Já para o criminalista Gustavo Neves Forte, professor de direito penal e econômico, o fato de ter tido sua delação "desmentida" pode prejudicar Palocci. "Quando se comprova que o colaborador mente ao formular suas acusações, como indica a conclusão alcançada pela Polícia Federal, mais que não receber os benefícios acordados, o colaborador deve responder pelo crime de imputação falsa de prática penal sob o pretexto de colaboração (artigo 19 da Lei 12.850/13, com pena de 1 a 4 anos de reclusão e multa). "É um importante alerta que deve ser observado nas outras tantas investigações iniciadas com base na palavra do delator."

Forte elogia o trabalho de checagem da PF e lembra que a confirmação da veracidade da palavra do delator é um dos elementos para obtenção dos benefícios dentro do acordo. "A lei exige que a colaboração tenha resultado, como a identificação de partícipes da organização criminosa e dos crimes por eles praticados, recuperação do produto do crime, dentre outros. É exemplar a atuação da Polícia Federal ao fazer o exame criterioso das acusações. O colaborador é criminoso confesso que busca, com a delação, a redução ou a isenção de sua pena. Por isso, sua palavra é duvidosa e deve ser analisada sempre com redobrada cautela."
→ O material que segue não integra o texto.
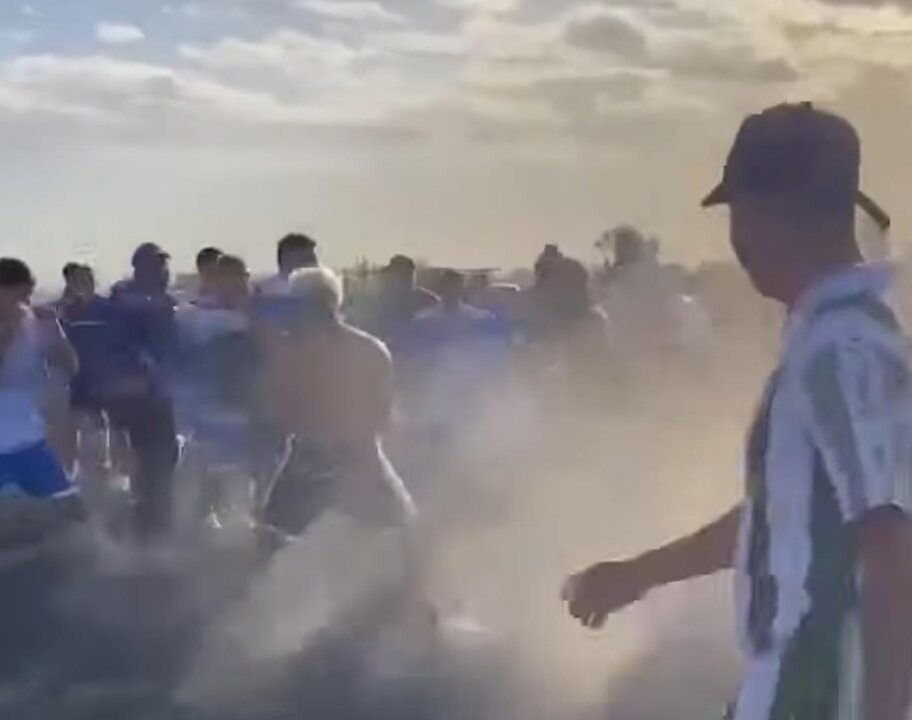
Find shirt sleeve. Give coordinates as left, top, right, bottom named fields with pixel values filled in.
left=798, top=337, right=912, bottom=520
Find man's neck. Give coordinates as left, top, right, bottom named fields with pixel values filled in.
left=785, top=254, right=864, bottom=312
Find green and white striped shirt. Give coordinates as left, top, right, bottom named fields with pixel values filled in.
left=736, top=266, right=912, bottom=720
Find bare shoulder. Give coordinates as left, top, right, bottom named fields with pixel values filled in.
left=343, top=325, right=392, bottom=365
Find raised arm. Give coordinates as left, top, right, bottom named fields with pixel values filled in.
left=564, top=506, right=741, bottom=628
left=34, top=308, right=79, bottom=378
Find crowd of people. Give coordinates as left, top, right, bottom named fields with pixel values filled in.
left=0, top=104, right=912, bottom=720
left=0, top=215, right=712, bottom=552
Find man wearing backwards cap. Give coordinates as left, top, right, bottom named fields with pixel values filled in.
left=565, top=103, right=912, bottom=720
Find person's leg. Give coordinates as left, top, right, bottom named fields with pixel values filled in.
left=115, top=395, right=178, bottom=539
left=7, top=441, right=86, bottom=529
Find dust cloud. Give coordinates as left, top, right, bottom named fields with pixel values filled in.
left=0, top=272, right=769, bottom=720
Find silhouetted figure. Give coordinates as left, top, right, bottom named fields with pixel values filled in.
left=106, top=243, right=178, bottom=539
left=363, top=255, right=440, bottom=344
left=565, top=103, right=912, bottom=720
left=196, top=247, right=224, bottom=300
left=256, top=233, right=320, bottom=297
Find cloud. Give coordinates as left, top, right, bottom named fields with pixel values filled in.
left=667, top=43, right=801, bottom=83
left=564, top=9, right=649, bottom=61
left=295, top=0, right=406, bottom=25
left=436, top=0, right=520, bottom=15
left=818, top=0, right=912, bottom=5
left=95, top=22, right=146, bottom=45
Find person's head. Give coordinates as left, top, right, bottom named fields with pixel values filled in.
left=63, top=262, right=95, bottom=298
left=132, top=243, right=171, bottom=292
left=276, top=233, right=320, bottom=277
left=551, top=257, right=592, bottom=317
left=288, top=267, right=344, bottom=326
left=383, top=255, right=418, bottom=290
left=613, top=225, right=649, bottom=268
left=535, top=245, right=563, bottom=284
left=196, top=247, right=224, bottom=291
left=703, top=103, right=890, bottom=304
left=437, top=270, right=465, bottom=308
left=0, top=258, right=35, bottom=316
left=213, top=255, right=250, bottom=306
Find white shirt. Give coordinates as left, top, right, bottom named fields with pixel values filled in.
left=256, top=274, right=291, bottom=297
left=0, top=311, right=48, bottom=454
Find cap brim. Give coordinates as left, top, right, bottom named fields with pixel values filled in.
left=700, top=182, right=730, bottom=207
left=855, top=190, right=892, bottom=230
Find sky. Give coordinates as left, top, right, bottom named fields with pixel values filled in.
left=0, top=0, right=912, bottom=278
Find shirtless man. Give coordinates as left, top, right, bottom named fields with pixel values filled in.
left=263, top=268, right=415, bottom=544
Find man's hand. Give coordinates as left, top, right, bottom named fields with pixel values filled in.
left=562, top=560, right=649, bottom=628
left=562, top=505, right=741, bottom=628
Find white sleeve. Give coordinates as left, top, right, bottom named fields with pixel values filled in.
left=797, top=336, right=912, bottom=520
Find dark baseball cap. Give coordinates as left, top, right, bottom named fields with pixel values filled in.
left=702, top=102, right=890, bottom=230
left=385, top=255, right=418, bottom=272
left=132, top=243, right=171, bottom=267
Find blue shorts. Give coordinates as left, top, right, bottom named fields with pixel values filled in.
left=0, top=440, right=77, bottom=499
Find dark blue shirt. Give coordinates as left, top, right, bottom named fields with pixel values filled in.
left=109, top=280, right=178, bottom=385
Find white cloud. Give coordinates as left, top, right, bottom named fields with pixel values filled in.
left=95, top=22, right=146, bottom=45
left=295, top=0, right=406, bottom=25
left=438, top=0, right=520, bottom=15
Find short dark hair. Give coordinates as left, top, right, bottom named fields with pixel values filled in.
left=63, top=262, right=85, bottom=280
left=217, top=255, right=247, bottom=273
left=196, top=247, right=225, bottom=270
left=0, top=258, right=35, bottom=288
left=277, top=233, right=317, bottom=264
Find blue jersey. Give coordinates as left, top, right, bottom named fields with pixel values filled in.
left=109, top=280, right=178, bottom=388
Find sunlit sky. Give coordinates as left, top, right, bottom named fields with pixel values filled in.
left=0, top=0, right=912, bottom=277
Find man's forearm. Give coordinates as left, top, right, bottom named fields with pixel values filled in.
left=636, top=505, right=741, bottom=587
left=859, top=510, right=912, bottom=720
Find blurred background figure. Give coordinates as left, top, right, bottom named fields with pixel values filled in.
left=256, top=233, right=320, bottom=297
left=193, top=247, right=224, bottom=302
left=106, top=243, right=178, bottom=540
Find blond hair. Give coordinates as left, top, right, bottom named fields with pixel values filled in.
left=288, top=267, right=344, bottom=315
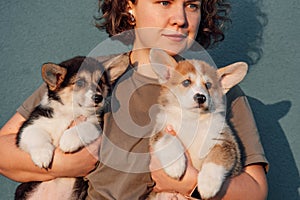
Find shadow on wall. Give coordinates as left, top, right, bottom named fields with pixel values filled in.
left=248, top=97, right=300, bottom=200
left=208, top=0, right=268, bottom=66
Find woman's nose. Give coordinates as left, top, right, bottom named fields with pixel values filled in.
left=170, top=6, right=187, bottom=27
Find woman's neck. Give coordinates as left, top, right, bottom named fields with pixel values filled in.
left=129, top=49, right=157, bottom=78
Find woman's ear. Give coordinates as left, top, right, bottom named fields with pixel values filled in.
left=149, top=49, right=177, bottom=83
left=217, top=62, right=248, bottom=94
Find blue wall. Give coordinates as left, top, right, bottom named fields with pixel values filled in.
left=0, top=0, right=300, bottom=200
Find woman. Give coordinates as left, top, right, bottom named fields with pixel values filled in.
left=0, top=0, right=267, bottom=200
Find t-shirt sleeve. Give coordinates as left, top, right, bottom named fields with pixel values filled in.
left=227, top=85, right=268, bottom=170
left=17, top=83, right=47, bottom=119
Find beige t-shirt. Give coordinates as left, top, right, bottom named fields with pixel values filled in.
left=17, top=53, right=268, bottom=200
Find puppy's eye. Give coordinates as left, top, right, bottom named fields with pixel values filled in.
left=75, top=79, right=85, bottom=88
left=182, top=79, right=192, bottom=87
left=205, top=82, right=212, bottom=90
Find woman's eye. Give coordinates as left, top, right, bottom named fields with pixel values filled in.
left=75, top=79, right=85, bottom=87
left=182, top=79, right=192, bottom=87
left=205, top=82, right=212, bottom=90
left=187, top=3, right=200, bottom=11
left=160, top=1, right=170, bottom=6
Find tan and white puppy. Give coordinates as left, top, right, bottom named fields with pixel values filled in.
left=15, top=56, right=110, bottom=200
left=150, top=49, right=248, bottom=199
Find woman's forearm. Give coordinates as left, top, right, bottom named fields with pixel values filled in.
left=0, top=134, right=54, bottom=182
left=0, top=113, right=101, bottom=182
left=214, top=164, right=268, bottom=200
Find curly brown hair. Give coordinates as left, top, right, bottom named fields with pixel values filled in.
left=95, top=0, right=230, bottom=48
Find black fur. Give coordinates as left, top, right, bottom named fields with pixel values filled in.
left=15, top=56, right=110, bottom=200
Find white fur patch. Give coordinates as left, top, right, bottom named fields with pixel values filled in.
left=59, top=121, right=100, bottom=152
left=198, top=163, right=227, bottom=199
left=19, top=126, right=54, bottom=168
left=153, top=135, right=186, bottom=179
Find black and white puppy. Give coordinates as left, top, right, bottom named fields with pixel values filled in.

Palocci foi preso em setembro de 2016, na Operação Omertà, desdobramento da Lava Jato. Condenado pelo então juiz federal Sérgio Moro a 12 anos e 2 meses de prisão por corrupção passiva e lavagem de dinheiro, e acuado por outras investigações da Lava Jato, Palocci fechou acordo de delação premiada com a Polícia Federal no Paraná - a força-tarefa do Ministério Público Federal em Curitiba se opôs ao acordo.

A investigação envolvia o trecho da delação de Palocci na qual o ex-ministro afirmou que, a partir de fevereiro de 2011, o banqueiro André Santos Esteves "teria passado a ser o responsável por movimentar e ocultar valores supostamente recebidos por Lula, a título de corrupção e caixa dois, em contas bancárias abertas e mantidas no Banco BTG Pactual, em nome de terceiros".

Lula não foi indiciado neste processo. Em abril de 2019, enquanto ainda estava preso em Curitiba após condenação no caso do triplex no Guarujá, ele foi intimado a depor, mas se manteve calado. O banco foi alvo da Operação Estrela Cadente em outubro de 2019. Palocci alegou ainda que havia suposto esquema de vazamento de informações privilegiadas sobre alterações da taxa básica de juros, a Selic, envolvendo André Esteves e o ex-ministro Guido Mantega (Fazenda/Governos Lula e Dilma). Segundo o delator, o banqueiro teria então realizado "diversas operações no mercado financeiro, obtendo lucros muito acima da média dos outros operadores financeiros". Os lucros seriam advindos do Fundo Bintang, administrado pelo PTG Pactual, criado em 2010.